- English: hypocrisy, dishonesty, deception, concealment of shortcomings
- Sanskrit: Śāṭhya
- Chinese: 諂
- Tibetan: གཡོ། (Wylie: g.yo; THL: yo)

= Śāṭhya =

Buddhist term

Śāṭhya (Sanskrit; Tibetan phonetic: yo) is a Buddhist term translated as "hypocrisy", "dishonesty", "deception", or "concealment of shortcomings". It is identified as one of the twenty subsidiary unwholesome mental factors within the Mahayana Abhidharma teachings. In this context, it is defined as concealing one's own faults because of a desire for things such as honor and material gain.

==Definitions==
The Abhidharma-samuccaya states:
What is dishonesty? In one's desire for wealth and honor, one deceitfully makes non-virtue seem virtuous by associating with both attachment (raga) and ignorance (moha). It provides an obstacle for getting good counsel.

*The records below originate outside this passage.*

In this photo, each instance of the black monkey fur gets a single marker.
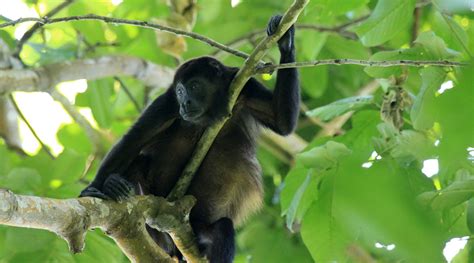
(151, 155)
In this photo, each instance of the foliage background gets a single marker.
(360, 196)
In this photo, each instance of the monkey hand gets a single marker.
(115, 188)
(93, 192)
(286, 42)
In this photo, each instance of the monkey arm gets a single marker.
(154, 119)
(278, 111)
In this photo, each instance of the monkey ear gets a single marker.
(216, 66)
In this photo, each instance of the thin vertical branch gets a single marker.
(25, 120)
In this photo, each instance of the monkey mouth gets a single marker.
(191, 115)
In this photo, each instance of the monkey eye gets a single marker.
(179, 91)
(195, 85)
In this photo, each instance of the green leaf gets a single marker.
(415, 53)
(98, 98)
(324, 157)
(23, 180)
(424, 109)
(340, 107)
(435, 46)
(73, 137)
(388, 18)
(314, 81)
(263, 240)
(291, 212)
(450, 196)
(470, 215)
(321, 229)
(331, 8)
(456, 119)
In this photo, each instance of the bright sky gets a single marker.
(46, 116)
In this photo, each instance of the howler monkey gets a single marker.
(228, 188)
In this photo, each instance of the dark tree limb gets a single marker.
(123, 221)
(118, 21)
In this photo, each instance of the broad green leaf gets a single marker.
(293, 181)
(388, 18)
(321, 228)
(470, 215)
(434, 46)
(330, 8)
(424, 109)
(264, 240)
(340, 107)
(456, 119)
(377, 202)
(324, 157)
(410, 145)
(98, 97)
(314, 81)
(415, 53)
(450, 196)
(450, 31)
(22, 180)
(310, 44)
(73, 137)
(291, 212)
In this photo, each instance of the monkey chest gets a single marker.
(170, 152)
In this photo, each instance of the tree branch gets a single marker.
(334, 126)
(28, 34)
(118, 21)
(123, 221)
(32, 130)
(340, 29)
(368, 63)
(245, 72)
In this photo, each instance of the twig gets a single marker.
(123, 221)
(416, 24)
(36, 26)
(369, 63)
(334, 126)
(117, 21)
(129, 94)
(261, 32)
(245, 72)
(25, 120)
(314, 120)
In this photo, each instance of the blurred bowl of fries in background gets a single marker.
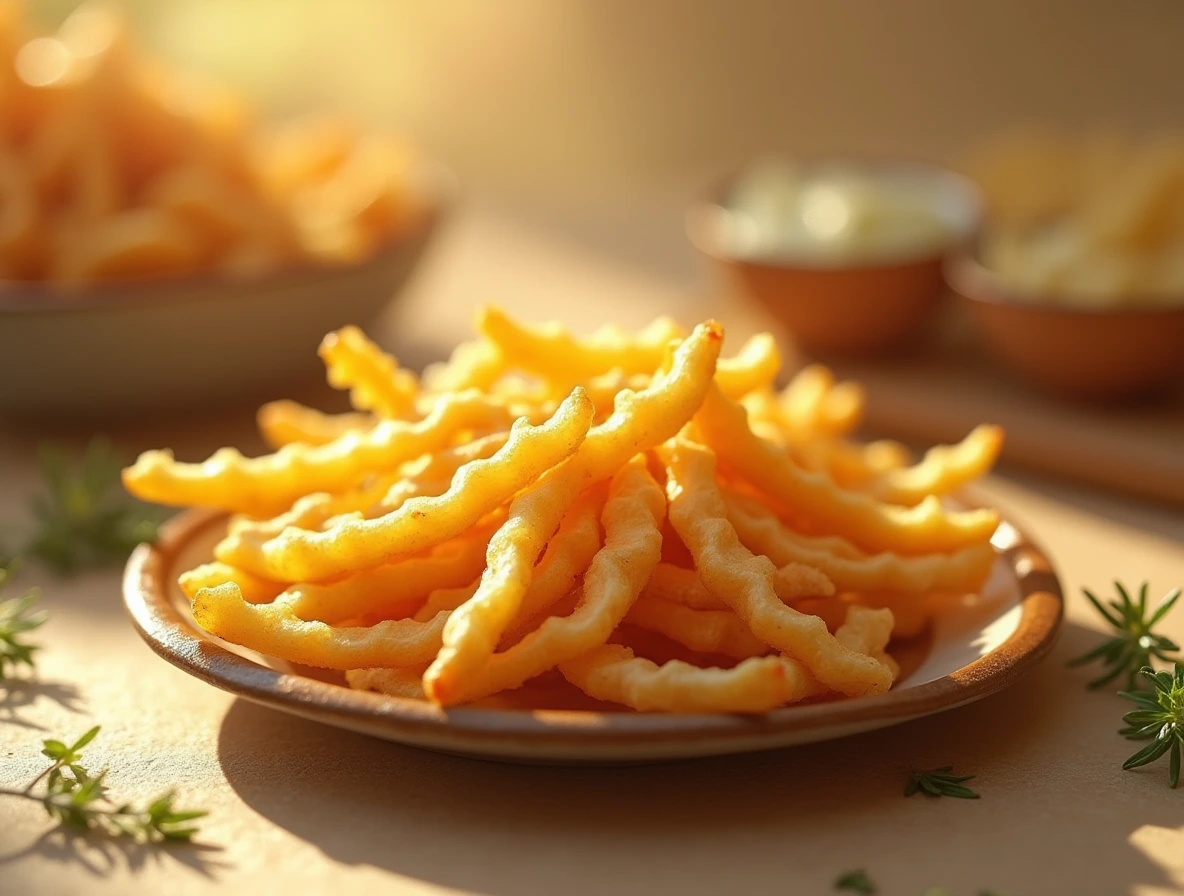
(845, 253)
(1078, 282)
(149, 223)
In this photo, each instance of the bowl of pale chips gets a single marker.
(847, 255)
(160, 245)
(589, 548)
(1078, 281)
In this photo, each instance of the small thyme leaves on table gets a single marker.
(83, 517)
(1136, 644)
(18, 617)
(75, 798)
(855, 882)
(1159, 716)
(940, 782)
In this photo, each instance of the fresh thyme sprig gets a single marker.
(855, 882)
(1136, 644)
(1158, 715)
(940, 782)
(75, 798)
(18, 617)
(84, 517)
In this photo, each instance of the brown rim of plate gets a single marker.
(159, 621)
(972, 279)
(40, 298)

Alexander Berzin explains:
Concealment of shortcomings (g.yo) is a part of longing desire (raga) and naivety (moha). Because of excessive attachment to our material gain and the respect we receive, this is the state of mind to hide our shortcomings and faults from others.

== See also ==
- Mental factors (Buddhism)

== Sources ==
- Berzin, Alexander (2006), Primary Minds and the 51 Mental Factors
- Goleman, Daniel (2008). Destructive Emotions: A Scientific Dialogue with the Dalai Lama. Bantam. Kindle Edition.
- Guenther, Herbert V. & Leslie S. Kawamura (1975), Mind in Buddhist Psychology: A Translation of Ye-shes rgyal-mtshan's "The Necklace of Clear Understanding". Dharma Publishing. Kindle Edition.
- Kunsang, Erik Pema (translator) (2004). Gateway to Knowledge, Vol. 1. North Atlantic Books.